The challenge lies in balancing utility and privacy. Excessive transformation degrades the quality of the signal, while insufficient modification leaves personal information exposed. This research shows that a compromise is achievable.
"We are seeing a broader shift towards 'privacy by design,' where data protection is embedded from the outset in system development," says Cavallaro.
As the voice becomes a dominant interface, it invites us to rethink the relationship between technology, identity and privacy. Speaking may feel ephemeral, words seem to vanish as soon as they are uttered. Yet with AI, they are captured, analyzed and potentially stored.

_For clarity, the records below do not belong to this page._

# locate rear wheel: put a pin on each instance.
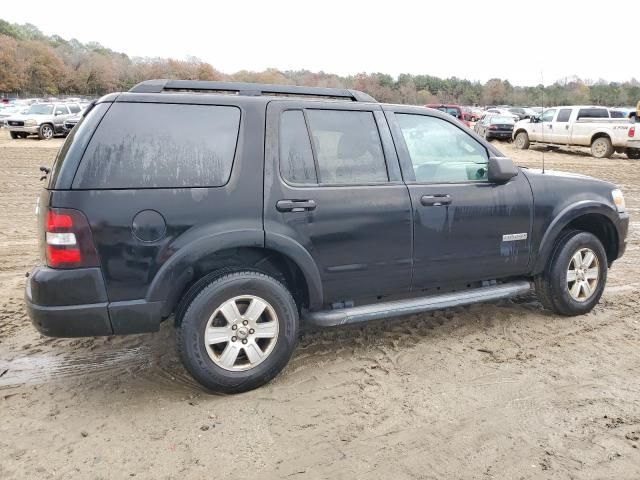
(574, 279)
(45, 132)
(522, 141)
(239, 332)
(601, 147)
(633, 153)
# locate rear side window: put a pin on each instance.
(296, 156)
(147, 145)
(347, 147)
(593, 113)
(563, 115)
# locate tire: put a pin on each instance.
(601, 147)
(522, 141)
(209, 363)
(633, 153)
(45, 132)
(555, 290)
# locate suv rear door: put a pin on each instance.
(465, 228)
(333, 186)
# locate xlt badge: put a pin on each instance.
(512, 237)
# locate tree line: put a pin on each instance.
(32, 63)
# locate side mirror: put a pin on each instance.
(501, 169)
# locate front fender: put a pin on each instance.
(564, 217)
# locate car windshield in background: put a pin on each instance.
(42, 109)
(502, 120)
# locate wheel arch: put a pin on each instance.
(244, 249)
(588, 216)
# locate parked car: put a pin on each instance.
(501, 111)
(495, 126)
(243, 216)
(42, 119)
(11, 111)
(522, 112)
(587, 126)
(455, 111)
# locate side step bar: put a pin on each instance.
(396, 308)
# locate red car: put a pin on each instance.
(453, 110)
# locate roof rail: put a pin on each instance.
(249, 89)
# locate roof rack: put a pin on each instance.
(249, 89)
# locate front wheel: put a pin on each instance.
(239, 332)
(45, 132)
(522, 141)
(574, 279)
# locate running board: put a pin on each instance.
(396, 308)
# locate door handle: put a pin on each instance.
(295, 205)
(437, 200)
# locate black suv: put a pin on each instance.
(244, 210)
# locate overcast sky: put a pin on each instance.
(477, 40)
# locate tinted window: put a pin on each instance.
(347, 146)
(548, 115)
(563, 115)
(296, 157)
(593, 113)
(441, 152)
(145, 145)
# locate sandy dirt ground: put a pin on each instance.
(494, 391)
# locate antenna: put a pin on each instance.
(541, 114)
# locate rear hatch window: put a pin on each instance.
(148, 145)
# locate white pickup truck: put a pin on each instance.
(581, 126)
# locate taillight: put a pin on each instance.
(68, 239)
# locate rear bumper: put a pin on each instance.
(73, 303)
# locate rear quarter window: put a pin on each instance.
(148, 145)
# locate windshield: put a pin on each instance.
(501, 120)
(41, 109)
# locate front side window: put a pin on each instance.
(40, 109)
(347, 147)
(548, 115)
(148, 145)
(441, 152)
(563, 115)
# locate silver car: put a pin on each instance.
(42, 119)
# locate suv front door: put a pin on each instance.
(333, 187)
(465, 228)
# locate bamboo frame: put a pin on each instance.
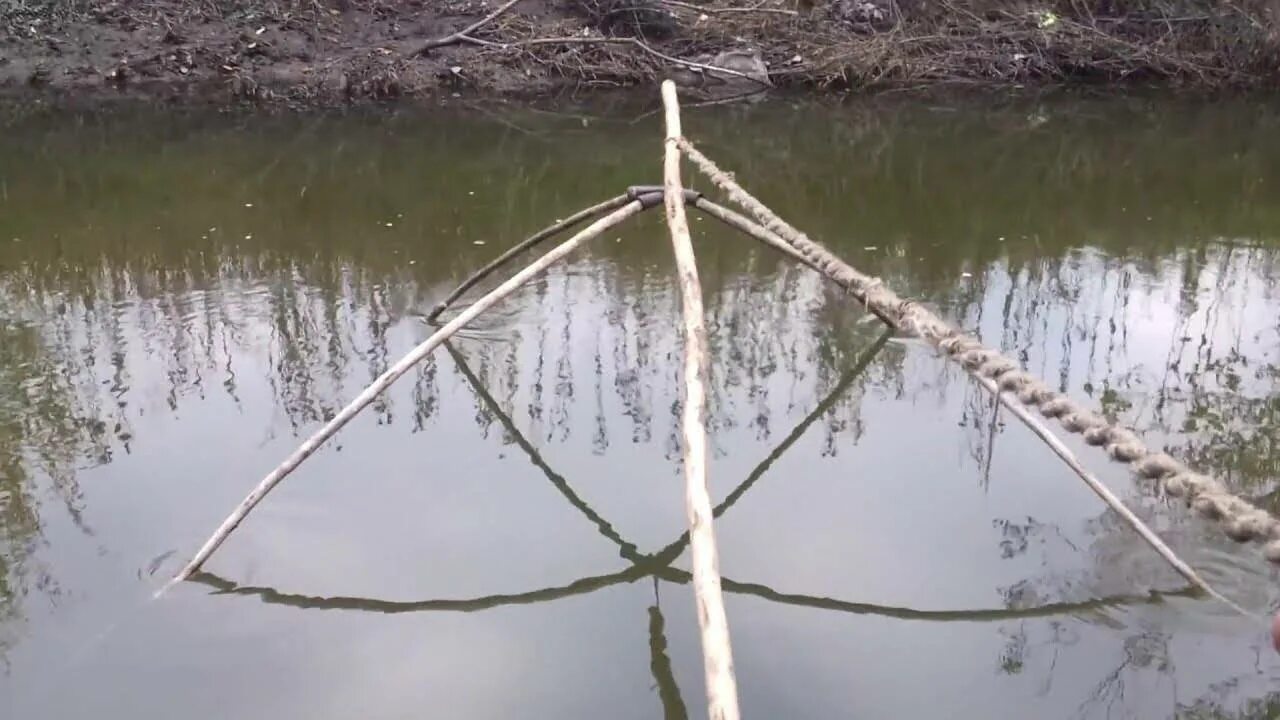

On the consumer side, widespread usage is now well established. As early as 2025, Forbes reported that around 60% of smartphone users regularly used a voice assistant, highlighting a clear increase over recent years. Globally, the number of voice assistants is estimated at 8.4 billion, more than the world's population. This is explained by the multiple devices used within a single household, including smartphones, televisions and cars.
This rapid adoption is driven not only by technological progress but also by behavioral factors. Advances in natural language processing and generative AI have enabled smoother, conversational, hands-free interactions. The voice is no longer just about issuing commands: it represents a new form of interaction that is reshaping how we access and process information, services and artificial intelligence itself.